Theatre Cryptic has adapted the novel into an hour long dramatic monologue for a solo performance. Darren Pinckney’s fine adaptation stays close to the original and there are occasions where the words rise above everything and seem to sparkle as they hang upon the air. It’s a well written script and one that needs little by way of extra embellishment. However, this is a production with many and various elements: there is a multi-faceted musical soundtrack by Craig Armstrong and AGF; sumptuous design by James Johnson and striking use of technologies. Combining so many elements requires care to achieve balance and while each element is accomplished, as a whole, it’s a cacophony of white noise.

The soundtrack from composer Craig Armstrong and German digital media artist AGF (aka Antye Greie) may work well in its own right. There are gentle lapping background sounds from Armstrong and heavy electronic overlay from AGF. Together, it’s too heavy an overlay and often takes centre stage too much.

Judith Williams puts in a fine solo performance as Orlando, mastering the multiple transformations with ease.
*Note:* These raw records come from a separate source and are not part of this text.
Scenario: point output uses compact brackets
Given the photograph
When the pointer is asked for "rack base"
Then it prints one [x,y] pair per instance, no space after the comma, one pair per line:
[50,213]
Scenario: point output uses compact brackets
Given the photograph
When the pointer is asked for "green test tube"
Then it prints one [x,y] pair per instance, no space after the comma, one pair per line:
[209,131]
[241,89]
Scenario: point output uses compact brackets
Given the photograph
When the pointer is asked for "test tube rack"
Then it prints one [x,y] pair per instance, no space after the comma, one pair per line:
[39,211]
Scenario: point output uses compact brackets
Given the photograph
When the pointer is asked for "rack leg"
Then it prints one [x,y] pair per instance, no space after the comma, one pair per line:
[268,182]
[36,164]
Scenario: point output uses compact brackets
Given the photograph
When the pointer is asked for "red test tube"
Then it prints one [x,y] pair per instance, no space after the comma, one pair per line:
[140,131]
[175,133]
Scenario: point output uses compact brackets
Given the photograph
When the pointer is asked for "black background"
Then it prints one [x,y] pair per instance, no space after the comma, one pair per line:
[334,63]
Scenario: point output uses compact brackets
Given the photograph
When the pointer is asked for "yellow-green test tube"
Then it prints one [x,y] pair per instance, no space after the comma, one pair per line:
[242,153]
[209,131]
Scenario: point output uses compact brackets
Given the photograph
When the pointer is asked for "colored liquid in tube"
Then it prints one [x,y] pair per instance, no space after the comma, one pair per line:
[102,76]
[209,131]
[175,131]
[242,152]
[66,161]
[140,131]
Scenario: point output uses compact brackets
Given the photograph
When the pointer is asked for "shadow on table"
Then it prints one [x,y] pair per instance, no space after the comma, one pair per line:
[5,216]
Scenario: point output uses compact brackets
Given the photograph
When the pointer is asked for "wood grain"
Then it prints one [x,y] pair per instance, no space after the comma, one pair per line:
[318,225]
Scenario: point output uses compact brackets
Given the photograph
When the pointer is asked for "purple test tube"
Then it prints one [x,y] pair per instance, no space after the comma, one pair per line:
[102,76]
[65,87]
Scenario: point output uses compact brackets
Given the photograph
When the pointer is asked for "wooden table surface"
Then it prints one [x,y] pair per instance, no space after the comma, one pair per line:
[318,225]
The soundtrack repeats her words, whispering them and feeding them back to us, leaving them hanging on the air, alive with the power of imagination. Wonderful words like ‘Here I lie in the cold embrace of the grass with the scent of the bog myrtle and the meadow-sweet in my nostrils. I have found my mate.’ However, there are times when the soundtrack, particularly the electronic, eat up the words, and given that this play is so textually based and that the words are the real star of the show, this is a serious flaw.

Cryptic claims to be “a pioneer in using new technologies as an integral part of their live performances”. There are some striking technologies at play here. James Johnson has created a simple but effective set which works well both for the actor and for the use of technology: a double line of shimmering vertical drapes are a background to the action and work well for the projected imagery too. During the Great Frost ghostly images are projected on to the cloths, and as Orlando travels in Constantinople 3D images of buildings loom behind him. They’re suggestive rather than definitive and add to the imaginative impact.

As a play about the power of the imagination and of words this needs to be sparkling and playful. This is a play that ravishes the senses and that is densely and richly textured. There are many fine elements in this production; unfortunately it is less than the sum of its parts, and portentous rather than playful.